BRIAN RIES: Yeah, or like in a cartoon when you see that rolling ball of cats fighting and you see a claw come out once in a while.
[BROOKE LAUGHS] That’s what I envision here.
BROOKE GLADSTONE: [LAUGHS] Obviously, the group Anonymous has been out front and center this week defending WikiLeaks, but there are plenty of other factions in the hacker world that have gotten involved in this too.
BRIAN RIES: That's right. You know, there’s the highbrow hackers, they see Anonymous as kind of amateurs. They call them “script kiddies” because all they're doing is downloading this program and using it to attack these websites. The better hackers, the more experienced ones, are using more innovative ways, like setting up mirrors, per se, which is when they take the data on WikiLeaks and host it on their own servers, so that should WikiLeaks fall the data will live on. Emmanuel Goldstein, editor-in-chief of The Hacker Quarterly, told me how silencing your opponent is simply for people who have run out of ideas, which is his way of saying that good hackers will develop the tools necessary to keep the information flowing, keep speech alive and not trying to shut that down, just like WikiLeaks is being shut down.
BROOKE GLADSTONE: So initially The Jester attacked WikiLeaks, then Anonymous attacked the perceived enemies of WikiLeaks. Now there is a sort of counter-counter war going on against Anonymous, right?
BRIAN RIES: The website where they're hosting a lot of these tools, they've been attacked with their own DDOS attacks. They're not sure who from, they're not sure why. They figure it’s to silence them, to stop them from taking down these websites. Some of them told me they think it might be the Department of Defense, it could be security firms working for some of these companies that are hoping to disrupt the attacks. But it’s hard to say.
BROOKE GLADSTONE: Meanwhile, for better or for worse, WikiLeaks is now associated with a bunch of vigilante hackers who don't seem to have any qualms about bringing down the websites of those with whom they disagree. Do you think that the WikiLeaks association with these guys could actually end up hurting it?

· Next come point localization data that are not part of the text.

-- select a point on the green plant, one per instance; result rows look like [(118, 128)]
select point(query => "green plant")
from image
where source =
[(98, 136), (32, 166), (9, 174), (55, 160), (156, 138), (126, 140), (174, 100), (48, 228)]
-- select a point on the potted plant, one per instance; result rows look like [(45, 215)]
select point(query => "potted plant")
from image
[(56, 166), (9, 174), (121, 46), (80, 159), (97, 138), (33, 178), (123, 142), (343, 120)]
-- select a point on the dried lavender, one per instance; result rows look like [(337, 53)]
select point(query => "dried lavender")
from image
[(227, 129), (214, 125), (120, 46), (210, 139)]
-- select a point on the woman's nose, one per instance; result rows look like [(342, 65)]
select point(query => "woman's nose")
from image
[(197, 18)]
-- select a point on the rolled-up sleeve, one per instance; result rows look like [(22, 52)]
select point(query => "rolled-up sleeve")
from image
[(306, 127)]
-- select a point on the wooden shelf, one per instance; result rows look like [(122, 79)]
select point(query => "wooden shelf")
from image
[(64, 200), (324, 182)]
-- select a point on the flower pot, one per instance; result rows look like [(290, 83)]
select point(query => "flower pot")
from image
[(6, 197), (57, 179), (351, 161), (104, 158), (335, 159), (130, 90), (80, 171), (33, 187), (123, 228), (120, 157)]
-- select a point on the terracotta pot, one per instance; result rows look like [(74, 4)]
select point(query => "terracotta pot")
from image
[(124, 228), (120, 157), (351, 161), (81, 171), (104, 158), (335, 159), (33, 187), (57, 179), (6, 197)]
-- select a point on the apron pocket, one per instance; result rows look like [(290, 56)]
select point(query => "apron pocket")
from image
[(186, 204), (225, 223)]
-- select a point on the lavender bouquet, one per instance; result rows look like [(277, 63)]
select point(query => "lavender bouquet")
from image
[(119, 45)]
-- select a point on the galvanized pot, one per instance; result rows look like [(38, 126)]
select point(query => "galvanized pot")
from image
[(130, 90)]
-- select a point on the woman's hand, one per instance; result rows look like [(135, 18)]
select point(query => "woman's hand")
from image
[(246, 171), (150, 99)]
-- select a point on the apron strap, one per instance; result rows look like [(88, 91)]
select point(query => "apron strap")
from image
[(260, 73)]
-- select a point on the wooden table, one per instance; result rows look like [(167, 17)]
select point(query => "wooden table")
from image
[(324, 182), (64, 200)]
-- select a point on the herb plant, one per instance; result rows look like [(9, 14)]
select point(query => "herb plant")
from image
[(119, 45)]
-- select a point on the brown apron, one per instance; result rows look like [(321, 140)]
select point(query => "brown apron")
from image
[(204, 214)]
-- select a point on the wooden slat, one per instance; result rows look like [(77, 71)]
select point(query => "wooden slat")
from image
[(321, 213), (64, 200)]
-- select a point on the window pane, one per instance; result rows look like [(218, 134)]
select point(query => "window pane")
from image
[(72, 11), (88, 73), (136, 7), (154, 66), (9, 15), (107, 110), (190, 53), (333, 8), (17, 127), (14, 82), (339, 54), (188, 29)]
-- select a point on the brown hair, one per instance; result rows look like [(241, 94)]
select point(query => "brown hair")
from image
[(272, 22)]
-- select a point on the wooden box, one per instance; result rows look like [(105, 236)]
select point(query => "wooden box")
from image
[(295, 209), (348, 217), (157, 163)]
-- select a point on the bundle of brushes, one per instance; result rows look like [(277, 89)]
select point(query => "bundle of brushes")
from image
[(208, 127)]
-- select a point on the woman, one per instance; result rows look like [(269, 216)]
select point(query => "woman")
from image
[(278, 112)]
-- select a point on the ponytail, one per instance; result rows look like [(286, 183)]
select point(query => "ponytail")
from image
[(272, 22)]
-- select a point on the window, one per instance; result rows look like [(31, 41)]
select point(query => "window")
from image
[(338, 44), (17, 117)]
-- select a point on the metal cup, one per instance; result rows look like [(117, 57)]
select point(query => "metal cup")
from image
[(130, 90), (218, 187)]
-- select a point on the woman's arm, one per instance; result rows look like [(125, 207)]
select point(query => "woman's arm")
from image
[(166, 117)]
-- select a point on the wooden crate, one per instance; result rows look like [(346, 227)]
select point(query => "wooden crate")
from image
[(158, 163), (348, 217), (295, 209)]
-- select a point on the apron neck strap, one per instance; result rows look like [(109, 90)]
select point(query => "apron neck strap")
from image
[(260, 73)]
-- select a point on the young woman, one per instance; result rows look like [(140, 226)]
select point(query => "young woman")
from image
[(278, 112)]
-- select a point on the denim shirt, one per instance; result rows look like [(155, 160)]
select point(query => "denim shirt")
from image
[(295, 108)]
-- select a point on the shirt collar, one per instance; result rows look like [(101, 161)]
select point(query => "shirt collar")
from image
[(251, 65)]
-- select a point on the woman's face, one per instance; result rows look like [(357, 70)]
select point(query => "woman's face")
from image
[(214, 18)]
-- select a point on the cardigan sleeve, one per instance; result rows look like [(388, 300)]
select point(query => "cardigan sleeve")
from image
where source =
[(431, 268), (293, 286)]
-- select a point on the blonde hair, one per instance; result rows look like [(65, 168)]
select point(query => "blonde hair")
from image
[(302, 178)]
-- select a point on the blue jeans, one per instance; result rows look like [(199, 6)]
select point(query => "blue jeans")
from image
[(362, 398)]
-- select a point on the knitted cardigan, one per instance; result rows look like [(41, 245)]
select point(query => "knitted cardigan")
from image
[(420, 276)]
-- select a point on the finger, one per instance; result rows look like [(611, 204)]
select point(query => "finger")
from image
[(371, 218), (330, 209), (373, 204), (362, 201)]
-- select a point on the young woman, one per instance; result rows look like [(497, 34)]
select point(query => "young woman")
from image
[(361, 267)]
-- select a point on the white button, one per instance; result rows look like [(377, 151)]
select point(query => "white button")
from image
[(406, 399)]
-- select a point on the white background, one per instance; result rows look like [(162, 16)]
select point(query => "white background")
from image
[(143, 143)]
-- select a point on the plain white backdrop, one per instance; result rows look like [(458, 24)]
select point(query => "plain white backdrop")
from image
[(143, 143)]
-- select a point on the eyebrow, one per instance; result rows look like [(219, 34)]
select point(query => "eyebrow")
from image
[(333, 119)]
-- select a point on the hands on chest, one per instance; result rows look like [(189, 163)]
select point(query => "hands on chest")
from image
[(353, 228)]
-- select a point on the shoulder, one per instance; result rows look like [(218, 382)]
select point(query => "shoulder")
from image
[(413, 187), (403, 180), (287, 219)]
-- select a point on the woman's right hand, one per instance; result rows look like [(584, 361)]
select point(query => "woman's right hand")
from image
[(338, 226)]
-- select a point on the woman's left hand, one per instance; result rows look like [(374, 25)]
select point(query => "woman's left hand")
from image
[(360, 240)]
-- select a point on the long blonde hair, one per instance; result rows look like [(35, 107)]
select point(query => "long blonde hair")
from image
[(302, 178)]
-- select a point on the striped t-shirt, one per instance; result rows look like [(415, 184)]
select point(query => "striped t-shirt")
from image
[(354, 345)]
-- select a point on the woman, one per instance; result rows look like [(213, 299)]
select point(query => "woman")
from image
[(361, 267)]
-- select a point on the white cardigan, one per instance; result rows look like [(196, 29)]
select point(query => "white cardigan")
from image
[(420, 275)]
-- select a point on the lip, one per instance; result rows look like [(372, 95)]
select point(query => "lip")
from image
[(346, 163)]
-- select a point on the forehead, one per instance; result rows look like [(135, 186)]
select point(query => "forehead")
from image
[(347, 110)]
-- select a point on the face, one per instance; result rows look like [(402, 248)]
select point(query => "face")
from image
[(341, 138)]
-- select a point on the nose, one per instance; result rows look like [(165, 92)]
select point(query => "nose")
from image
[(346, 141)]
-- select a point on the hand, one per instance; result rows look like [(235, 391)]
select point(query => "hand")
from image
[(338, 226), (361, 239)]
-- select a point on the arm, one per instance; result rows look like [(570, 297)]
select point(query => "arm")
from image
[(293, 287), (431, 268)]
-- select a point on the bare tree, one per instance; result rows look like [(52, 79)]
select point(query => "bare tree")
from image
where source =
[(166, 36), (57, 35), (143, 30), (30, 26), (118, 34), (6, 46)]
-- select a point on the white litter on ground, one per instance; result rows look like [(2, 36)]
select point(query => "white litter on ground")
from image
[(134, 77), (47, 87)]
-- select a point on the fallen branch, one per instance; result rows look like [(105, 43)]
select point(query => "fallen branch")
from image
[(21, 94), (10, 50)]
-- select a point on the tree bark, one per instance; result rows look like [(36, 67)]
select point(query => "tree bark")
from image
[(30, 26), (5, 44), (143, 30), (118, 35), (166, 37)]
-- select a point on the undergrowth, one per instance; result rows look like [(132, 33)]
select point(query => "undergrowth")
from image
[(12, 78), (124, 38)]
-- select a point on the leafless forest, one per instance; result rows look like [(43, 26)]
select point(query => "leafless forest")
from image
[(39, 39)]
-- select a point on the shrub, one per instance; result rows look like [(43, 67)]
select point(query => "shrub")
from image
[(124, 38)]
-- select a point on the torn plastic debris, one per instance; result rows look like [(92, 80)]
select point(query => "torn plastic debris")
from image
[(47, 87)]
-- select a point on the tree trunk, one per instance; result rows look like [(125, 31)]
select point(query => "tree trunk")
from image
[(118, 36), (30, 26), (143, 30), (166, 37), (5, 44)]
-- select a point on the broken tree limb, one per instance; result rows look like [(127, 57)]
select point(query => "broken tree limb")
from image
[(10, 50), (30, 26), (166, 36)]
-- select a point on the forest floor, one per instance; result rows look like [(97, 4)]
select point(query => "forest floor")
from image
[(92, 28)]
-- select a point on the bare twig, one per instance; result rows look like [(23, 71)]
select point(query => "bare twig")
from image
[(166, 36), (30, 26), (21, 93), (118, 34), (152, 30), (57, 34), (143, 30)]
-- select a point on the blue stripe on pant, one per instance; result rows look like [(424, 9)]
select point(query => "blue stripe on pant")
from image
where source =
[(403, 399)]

BRIAN RIES: If WikiLeaks wants to be an organization that wants to promote free speech and freedom of information and no secrets, it’s gonna be hard to have a bunch of supporters who are out there trying to silence their own opposition.
BROOKE GLADSTONE: It does seem like the image of WikiLeaks keeps changing.
BRIAN RIES: It sure does, and Julian Assange’s role in it all keeps changing too. And he went from kind of a modest leader to a very strong leader, and now he’s become almost a hero for some of these activists.
BROOKE GLADSTONE: And a lunatic to others.
BRIAN RIES: And a lunatic [LAUGHS] and a pain in the side, and a criminal to others.
BROOKE GLADSTONE: Thanks very much, Brian.
BRIAN RIES: Thank you very much.
BROOKE GLADSTONE: Brian Ries writes for The Daily Beast. On Thursday, Dutch authorities announced that they had arrested a 16-year-old in connection with the Anonymous attacks on Visa and MasterCard.